Upload & versioning

Documents can be uploaded via drag-and-drop into a matter, a contract or the central document repository. Every new version of a document is tracked as a version — the previous version remains accessible, so it can be reconstructed what state applied at what time. Deletes are soft deletes with recovery; nothing is silently removed.

Supported upload formats: PDF, DOCX, XLSX, PPTX, TXT, EML, MSG, HTML, RTF, common image formats. Storage location: EU datacenter Frankfurt, encrypted at-rest.

OCR

Scanned documents and image PDFs are useless for search without text recognition. LEGALinhouse automatically applies an OCR layer to uploaded documents, so full text becomes searchable and readable for the AI. OCR is set by default on every upload and runs in the background.

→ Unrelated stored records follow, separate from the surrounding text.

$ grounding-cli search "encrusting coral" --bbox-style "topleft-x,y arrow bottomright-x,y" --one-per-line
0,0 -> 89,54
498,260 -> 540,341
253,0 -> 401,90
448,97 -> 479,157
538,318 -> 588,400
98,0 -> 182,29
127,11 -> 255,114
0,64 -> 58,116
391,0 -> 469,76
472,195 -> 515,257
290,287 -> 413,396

OCR itself is a pure text-extraction procedure — it reads what is on the paper, nothing more. It does not send content to a language model.

AI categorization

So a document does not just sit on the server but lands in the right matter, on the right deadline and with the right document type, the AI proposes a categorization:

  • Document type (contract, brief, authority letter, invoice, internal memo, ...)
  • Matter and contract assignment (based on detected reference numbers, names, dates)
  • Deadline detection (e.g. opposition period in an administrative decision)
  • Brief summary for the file

The suggestions go to the inbox; an employee confirms them. Before any AI processing the 3-phase anonymization runs.

AI-free import path

For highly sensitive documents — personnel files, whistleblower notifications, criminal matter files, M&A documents — LEGALinhouse offers a fully AI-free import path. The document is uploaded, OCR text is extracted, the document is filed in the matter and made searchable — the inference pipeline is never touched.

Which formats work AI-free?

DOCX, TXT, EML, MSG, HTML and RTF are parsed entirely locally — no AI in the processing path. PDFs and images go through OCR (no AI), but the subsequent categorization is omitted in this path. You see the document in the matter, without it ever having touched an external model.

The selection is made by tenant admin per document type or per upload source — a safe default, rather than deciding every upload individually.

All documents (including OCR-recognized scans) are full-text searchable — across all modules. A search for a case reference finds the authority letter, the dunning notice, the email attachment and the contract clause in the same result list. Filters by document type, matter, date, tenant and employee are available.